Solana’s $6M Exploit Likely Tied to Slope Wallet, Developers Say
Affected wallets were all confirmed to be either created or used in Slope mobile wallet apps.
Developers behind the Solana blockchain are saying the closed-source Slope wallet may be responsible for an ongoing exploit that has resulted in millions of dollars’ worth of crypto tokens being stolen from more than 9,000 hot wallets.
In the second day of the exploit that has caused at least $6 million in various tokens to be stolen from users of the Slope and Slope-tied Phantom wallets, the Twitter account run by the Solana Foundation is blaming the software of the wallets and not its own code for the attack.
“This does not appear to be a bug with Solana core code, but in software used by several software wallets popular among users of the network,” the network said in a tweet on Wednesday morning.
The stolen funds were drained from unsuspecting hot wallets, which are wallets whose keys are stored online as opposed to on a hardware device.
In a statement, Slope developers said "a cohort" of wallets was compromised, but the developers didn't confirm whether the private key storage practices may have been involved. A Slope representative told CoinDesk, "we are not storing any personal data on centralized server." (The representative would later admit that this was an incorrect statement.)

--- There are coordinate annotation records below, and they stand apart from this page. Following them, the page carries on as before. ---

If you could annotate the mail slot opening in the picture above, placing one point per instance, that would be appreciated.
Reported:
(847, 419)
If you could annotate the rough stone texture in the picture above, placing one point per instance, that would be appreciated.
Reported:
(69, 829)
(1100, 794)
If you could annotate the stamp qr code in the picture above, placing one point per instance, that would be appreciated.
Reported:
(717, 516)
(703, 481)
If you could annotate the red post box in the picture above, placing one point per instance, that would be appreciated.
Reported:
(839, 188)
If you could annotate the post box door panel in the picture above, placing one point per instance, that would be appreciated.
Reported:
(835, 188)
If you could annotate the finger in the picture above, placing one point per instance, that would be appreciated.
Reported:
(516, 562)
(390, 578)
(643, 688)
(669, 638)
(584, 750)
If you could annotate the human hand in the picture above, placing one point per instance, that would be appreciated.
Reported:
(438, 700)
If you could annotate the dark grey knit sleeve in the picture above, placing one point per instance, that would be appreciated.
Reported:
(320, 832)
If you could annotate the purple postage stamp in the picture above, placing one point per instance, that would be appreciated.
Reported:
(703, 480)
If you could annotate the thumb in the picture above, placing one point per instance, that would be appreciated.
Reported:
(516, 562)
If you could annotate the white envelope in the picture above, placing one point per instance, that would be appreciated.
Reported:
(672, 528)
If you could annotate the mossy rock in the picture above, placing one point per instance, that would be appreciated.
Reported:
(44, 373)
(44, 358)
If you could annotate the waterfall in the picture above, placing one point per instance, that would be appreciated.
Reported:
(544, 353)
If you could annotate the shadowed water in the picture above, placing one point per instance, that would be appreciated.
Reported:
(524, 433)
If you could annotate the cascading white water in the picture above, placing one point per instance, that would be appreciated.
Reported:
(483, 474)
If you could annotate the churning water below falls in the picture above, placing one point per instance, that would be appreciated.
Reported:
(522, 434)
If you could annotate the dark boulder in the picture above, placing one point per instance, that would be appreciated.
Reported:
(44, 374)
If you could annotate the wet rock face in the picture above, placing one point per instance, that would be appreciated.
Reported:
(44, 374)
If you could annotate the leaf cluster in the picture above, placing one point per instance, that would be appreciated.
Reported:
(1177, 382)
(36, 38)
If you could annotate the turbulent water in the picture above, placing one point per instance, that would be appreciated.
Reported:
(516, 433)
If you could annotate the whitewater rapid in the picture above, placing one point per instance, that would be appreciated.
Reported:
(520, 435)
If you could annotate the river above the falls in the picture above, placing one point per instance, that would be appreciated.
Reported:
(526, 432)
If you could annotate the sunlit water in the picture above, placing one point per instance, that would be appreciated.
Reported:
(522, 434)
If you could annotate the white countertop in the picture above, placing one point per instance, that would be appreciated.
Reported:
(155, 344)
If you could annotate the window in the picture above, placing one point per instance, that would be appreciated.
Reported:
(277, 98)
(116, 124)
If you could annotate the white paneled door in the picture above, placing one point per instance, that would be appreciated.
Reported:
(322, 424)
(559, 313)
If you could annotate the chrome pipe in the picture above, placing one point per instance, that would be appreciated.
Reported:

Phantom wallet developers, for their part, said they have "reason to believe the reported exploits are due to complications related to importing accounts to and from Slope."
Solana Labs CEO Anatoly Yakovenko initially tweeted that he suspected the hack could be linked to an Apple iOS supply chain issue, but has since narrowed the source to a Slope-related exploit.
A supply chain attack is when a bad actor inserts his or her own malicious code into the software of a larger system. An iOS supply chain attack, in this instance, would likely be an attacker accessing private keys by infiltrating internet-connected data.
Other developers on Twitter increasingly say they believe that Slope stored private keys as plain text on a centralized server, which was compromised by the attacker.
An on-chain sleuth would later reveal that Sentry, a third-party event logging platform connected to Slope, was doing just that.
Several users and organizations have taken to Twitter to collect information from victims of the exploit, though no sort of retribution plan has been laid out. The 9,000 drained wallets make up just a small fraction of the 25 million total Solana hot wallets in existence.